GLIDE addresses this by combining large pools of cheap proxy labels with small sets of human labels to produce unbiased, reliable estimates of \(\theta^*\). By combining these two sources, GLIDE can achieve the same statistical precision as a purely human-labeled approach, at a fraction of the annotation cost. Actual savings depend on the annotation effort required and how well the proxy aligns with human judgement, but the potential gains can be substantial.
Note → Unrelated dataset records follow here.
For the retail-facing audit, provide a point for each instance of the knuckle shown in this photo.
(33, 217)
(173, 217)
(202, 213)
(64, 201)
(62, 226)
This makes rigorous performance evaluation tractable even for large-scale AI systems.

The workflow has three stages:

GLIDE's workflow

Do you need a sampler?

If you already have human labels for a uniformly drawn random subset of the data (for example, from a pre-existing annotation campaign), you can skip the sampling stage entirely and go straight to the estimator.

A sampler is useful when you still need to allocate an annotation budget and want to do so in the most efficient way to reduce downstream estimation uncertainty. A naive uniform sampling strategy may lead to sub-optimal annotation budget allocation in this regard.

Stage 1: Sampling

You start with a fully proxy-labeled dataset. The sampler's job is to decide which samples to send for human annotation, returning a binary selection indicator \(\xi_i\) for each sample. Samplers that use non-uniform selection also compute a drawing probability \(\pi_i\) per sample, which the downstream estimator uses to correct for sampling bias.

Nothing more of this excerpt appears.